10 year 3 - Month Snapshot
Product | Rate / APR | Weekly Change |
---|---|---|
↔️ Conv. | 6.625% / 6.527% | -.000% |
↔️ Conv. HB | 6.875% / 6.888% | -.000% |
⬆️ JUMBO | 6.500% / 6.555% | +.125% |
↔️ FHA 3.5% DP | 5.999% / 6.925% | -.000% |
↔️ VA 0% DP | 6.000% / 6.219% | -.000% |
Rate data as of morning of publication. Unless noted otherwise, all scenarios are assuming 30 Year-Fixed mortgage, Purchase or R/T Refinance. No origination points charged, 780 FICO score, and 20% down payment. Provided for consumer education only and does not serve as a binding offer to extend lending. Payment period, interest rate, APR, and other terms subject to income, asset, and credit profile qualification. Provided courtesy of GTG Financial, Inc. NMLS 1595076. Equal housing opportunity. www.nmlsconsumeraccess.org
💡 Why This Matters
📈 Rates Stabilize After Recent Rally
After several weeks of steady declines, mortgage rates have paused their slide. Most products held flat compared to last week, with Jumbo loans ticking up by 0.125%, showing that lenders are still cautious in the higher loan amount space. Conventional rates remain around 6.625%, and FHA/VA options are hovering near 6%, maintaining the improved affordability many buyers have recently welcomed.
📊 10-Year Treasury Rebounds
The 10-year Treasury yield found support near 4.2% and bounced higher to around 4.4%. This bounce is key—when Treasury yields rise, mortgage rates often follow. The upward move suggests some resistance to further rate improvement without a strong catalyst like weaker economic data or a flight to safety in bonds.
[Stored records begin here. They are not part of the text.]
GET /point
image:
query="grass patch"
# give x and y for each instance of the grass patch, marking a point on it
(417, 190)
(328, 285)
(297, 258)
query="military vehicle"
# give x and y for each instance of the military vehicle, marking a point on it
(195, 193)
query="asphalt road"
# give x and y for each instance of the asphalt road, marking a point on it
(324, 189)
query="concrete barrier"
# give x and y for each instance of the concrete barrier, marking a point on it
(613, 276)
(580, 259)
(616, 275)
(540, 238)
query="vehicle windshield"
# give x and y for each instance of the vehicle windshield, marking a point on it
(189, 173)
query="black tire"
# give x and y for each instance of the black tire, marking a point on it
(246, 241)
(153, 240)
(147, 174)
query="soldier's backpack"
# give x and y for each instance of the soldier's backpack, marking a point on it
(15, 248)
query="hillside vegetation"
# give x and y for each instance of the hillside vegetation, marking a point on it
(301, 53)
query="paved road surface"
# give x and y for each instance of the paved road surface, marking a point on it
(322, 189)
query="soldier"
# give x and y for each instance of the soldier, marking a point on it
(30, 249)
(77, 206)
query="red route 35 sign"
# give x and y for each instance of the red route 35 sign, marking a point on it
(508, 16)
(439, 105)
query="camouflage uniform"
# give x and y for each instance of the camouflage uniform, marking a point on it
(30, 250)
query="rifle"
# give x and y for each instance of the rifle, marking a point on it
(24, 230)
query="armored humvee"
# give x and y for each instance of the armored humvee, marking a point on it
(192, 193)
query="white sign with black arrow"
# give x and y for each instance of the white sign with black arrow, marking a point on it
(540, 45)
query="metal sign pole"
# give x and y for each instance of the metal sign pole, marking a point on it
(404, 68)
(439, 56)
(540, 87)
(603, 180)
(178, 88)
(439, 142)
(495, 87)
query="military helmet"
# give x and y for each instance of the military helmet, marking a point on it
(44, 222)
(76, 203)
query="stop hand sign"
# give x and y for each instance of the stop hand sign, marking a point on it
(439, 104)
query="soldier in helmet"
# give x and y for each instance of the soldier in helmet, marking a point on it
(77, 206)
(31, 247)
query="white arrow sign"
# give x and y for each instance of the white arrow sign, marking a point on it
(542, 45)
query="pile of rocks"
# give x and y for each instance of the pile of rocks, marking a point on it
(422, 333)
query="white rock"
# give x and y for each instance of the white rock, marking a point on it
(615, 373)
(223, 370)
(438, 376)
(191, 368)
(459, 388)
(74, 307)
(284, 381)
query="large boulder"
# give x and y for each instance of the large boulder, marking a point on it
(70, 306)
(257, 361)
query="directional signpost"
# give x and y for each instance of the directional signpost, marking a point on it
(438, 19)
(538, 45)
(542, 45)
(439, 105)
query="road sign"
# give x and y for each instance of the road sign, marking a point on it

🗂️ Market Drivers to Watch
🔍 Jobs Reports & Inflation Data
Last week’s softer labor market signals helped rates ease, but this week brings fresh economic reports, including jobless claims and small business optimism. If data comes in stronger than expected, it could pressure rates back up.
💡 Realtor Insight
While rates aren’t dropping further for now, they’re still below recent highs. Use this lull to reconnect with clients who were priced out earlier this year. It’s a smart time to encourage buyers to get fully underwritten and lock in before Treasury yields or fresh economic surprises push costs higher again.